Total internal reflection fluorescence (TIRF) microscopy has become firmly established over the last few years as a key technique in the investigation of molecular interactions at or near the cell surface. Olympus is experienced in providing advanced TIRF solutions and cellTIRF family takes this technology to the next level with a series of peerless features such as highly advanced optics, unique independent laser control and exceptional accuracy. The cellTIRF-4Line system is easy to use for TIRF, single molecule localization microscopy and FRAP for a range of experimental protocols.

Principles of TIRF Microscopy
Traditional widefield microscopes illuminate the entire depth of a sample. Total Internal Reflection Fluorescence (TIRF) microscopy is used to acquire images of a very thin section with high resolution. This is done through the use of a laser beam that is precisely positioned in the objectives back focal plane. Doing so creates an angle ideal for total internal reflection of the laser beam so that it can also be collected by the objective lens. Therefore, the laser beam never actually transmits through a sample during TIRF, and instead only a small area within roughly 200 nm of the coverslip is illuminated by an evanescent field. This evanescent field is caused by a difference in refractive indices between the sample and the glass coverslip on which it sits, and is responsible for the high signal-to-noise ratio of TIRF images.
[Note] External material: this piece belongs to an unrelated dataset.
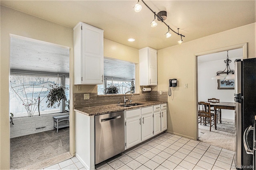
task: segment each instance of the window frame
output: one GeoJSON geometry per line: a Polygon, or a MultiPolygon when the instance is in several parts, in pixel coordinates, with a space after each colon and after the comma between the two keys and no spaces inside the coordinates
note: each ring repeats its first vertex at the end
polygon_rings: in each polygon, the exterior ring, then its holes
{"type": "MultiPolygon", "coordinates": [[[[16,76],[42,76],[42,77],[51,77],[53,78],[57,78],[58,77],[60,78],[60,81],[61,85],[64,86],[66,86],[66,78],[69,78],[69,74],[66,73],[56,73],[53,72],[36,72],[36,71],[29,71],[25,70],[10,70],[10,76],[16,75],[16,76]]],[[[68,90],[69,91],[69,96],[70,96],[70,88],[69,88],[68,90]]],[[[10,100],[10,99],[9,99],[10,100]]],[[[9,106],[10,107],[10,106],[9,106]]],[[[57,113],[64,113],[65,112],[65,104],[63,102],[62,102],[61,105],[60,106],[60,112],[51,113],[49,113],[44,114],[44,115],[48,115],[51,114],[56,114],[57,113]]],[[[37,116],[38,115],[34,115],[33,116],[37,116]]],[[[14,117],[14,119],[19,118],[22,117],[26,117],[26,116],[20,116],[14,117]]]]}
True Multicolor TIRF with Independent Angle Control

Olympus cellTIRF-4Line system enables ultra-sensitive, simultaneous multicolor TIRF using four laser channels with independent beam paths. Individual motorized angle control for each laser ensures equal evanescent penetration (±1 nm), which enables the user to produce high-contrast images with minimal background noise for cell surface and single molecule studies.

Since the angle of each laser source is independently motorized, their penetration depths can be synchronized across each wavelength using cellSens software. This also provides key data about the penetration depths that are possible with each laser/objective pair.

Ease of Use

Switching between widefield burner, widefield laser illumination, critical angle or even two different preset penetration depths, is as simple as pushing a single button. The Experiment Manager also enables the penetration depth to be changed during the course of an experiment.

The Advanced TIRF Objective Family

Olympus offers four dedicated TIRF objectives with exceptional optical quality. The 100x objective, with an NA of 1.7, provides the highest resolution currently available. For greater magnification, a 150x (1.45 NA) objective is also available. These advanced TIRF objectives allow investigation to now be made with single molecule precision. New 100x and 60x objectives offer an increased NA of 1.49 to ensure exact angle control and shorter penetration depth - a great advantage for cell membrane studies.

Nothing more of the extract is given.